After New years things started to coalesce. I kept remembering a sermon by Dante Gebel that at the time i thought was a terrible sermon but it seemed to ring more and more true. The statement that stuck was, pray all you can beforehand about the lady you will be with to sure she is the one before, but once you have decided go for it and fight for her as hard as you can, do not start wavering with doubt about whether or not she is God’s decision for you but you fight for her too. I started to realize something to the effect of “God doesn’t just want me to be with this woman out of obedience, but to guard her and set my heart to love her and love her personally”. I begant to think the things happening were a training for this. I had told dearly beloved Hannah that i wanted to love her like Jesus loves the church, and i knew this at times would mean, by the grace of God, being faithful even when she was faithless if that should ever happen like it happens all the time with our wicked hearts before the Lord.

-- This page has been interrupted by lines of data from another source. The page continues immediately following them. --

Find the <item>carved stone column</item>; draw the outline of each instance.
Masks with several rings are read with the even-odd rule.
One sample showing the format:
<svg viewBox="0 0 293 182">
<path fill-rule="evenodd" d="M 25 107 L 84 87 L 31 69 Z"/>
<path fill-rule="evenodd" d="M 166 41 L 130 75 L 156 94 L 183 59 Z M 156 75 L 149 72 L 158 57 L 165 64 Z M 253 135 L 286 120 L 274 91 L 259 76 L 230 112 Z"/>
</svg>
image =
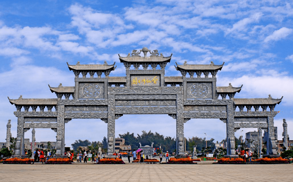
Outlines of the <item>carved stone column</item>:
<svg viewBox="0 0 293 182">
<path fill-rule="evenodd" d="M 259 128 L 258 129 L 258 155 L 260 157 L 262 157 L 261 150 L 263 150 L 263 131 L 261 129 L 261 128 Z"/>
<path fill-rule="evenodd" d="M 235 155 L 235 137 L 234 131 L 234 106 L 233 103 L 227 106 L 227 154 Z"/>
<path fill-rule="evenodd" d="M 176 97 L 176 151 L 178 155 L 184 155 L 184 116 L 183 95 Z"/>
<path fill-rule="evenodd" d="M 6 125 L 7 130 L 6 131 L 6 147 L 8 149 L 10 148 L 10 137 L 11 137 L 11 133 L 10 133 L 10 130 L 11 128 L 11 124 L 10 122 L 11 120 L 9 119 Z"/>
<path fill-rule="evenodd" d="M 35 143 L 36 142 L 35 133 L 35 128 L 33 128 L 32 131 L 32 152 L 33 152 L 35 151 Z"/>
<path fill-rule="evenodd" d="M 24 132 L 23 131 L 23 117 L 18 117 L 17 118 L 17 135 L 15 144 L 14 154 L 24 155 Z"/>
<path fill-rule="evenodd" d="M 58 105 L 57 116 L 57 139 L 56 155 L 64 155 L 64 105 Z"/>
<path fill-rule="evenodd" d="M 274 117 L 268 117 L 268 137 L 267 137 L 267 154 L 276 155 L 277 150 L 274 134 Z"/>
<path fill-rule="evenodd" d="M 286 120 L 285 119 L 283 119 L 283 128 L 284 130 L 284 131 L 283 133 L 283 145 L 284 147 L 286 147 L 286 150 L 288 149 L 288 134 L 287 132 L 287 127 L 288 125 L 287 124 L 286 122 Z"/>
<path fill-rule="evenodd" d="M 113 155 L 115 150 L 115 95 L 108 96 L 108 154 Z"/>
</svg>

I started fighting for dearly beloved Hannah and to try and give her stability in regards to my being committed to her as far as i was able to be by the grace of God. Things were getting better and we started talking about the possibility of me visiting her and we started to think about doing it in March. My dad here had offered me a plane ticket for Christmas to visit her (thanks dad here!) I started to talk to my dad here about the possibility of going and we looked for tickets.

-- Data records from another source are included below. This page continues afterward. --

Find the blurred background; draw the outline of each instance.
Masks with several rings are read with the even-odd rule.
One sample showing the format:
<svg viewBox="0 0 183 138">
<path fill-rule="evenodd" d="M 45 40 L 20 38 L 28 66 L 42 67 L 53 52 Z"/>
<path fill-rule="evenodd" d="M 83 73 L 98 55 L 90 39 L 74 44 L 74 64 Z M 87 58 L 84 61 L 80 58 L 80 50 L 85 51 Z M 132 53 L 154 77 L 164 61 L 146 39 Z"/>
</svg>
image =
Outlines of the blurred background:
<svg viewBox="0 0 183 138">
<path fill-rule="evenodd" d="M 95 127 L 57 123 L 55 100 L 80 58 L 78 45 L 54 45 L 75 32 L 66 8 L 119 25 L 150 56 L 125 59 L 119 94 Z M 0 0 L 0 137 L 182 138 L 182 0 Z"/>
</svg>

The MNC Project was moving forward nicely and it was fun to work on. My part was quite a lot simpler than the Mobile side it seemed and i was always ahead on the work where they were, by sometimes by weeks. I began discussing with them about going to the United States and working remotely and we found a suitable stage where this would work out. We found a date in March and suitable plane tickets and a hostel i could stay at for some weeks, though i would try to see how else i could stay. Dearly beloved Hannah was ok with me visiting, though she felt uncomfortable about me staying with her in her apartmen, my dad here kept saying how much it would save on expenses, i saw both of their points and couldn’t decide which was more right but would try to not stay with dearly beloved Hannah. Eventually i came to be pretty firmly decided that if it was against her conscience that except for emergencies it would be right not be overnight in her apartment, a situation several times i did not know how to handle.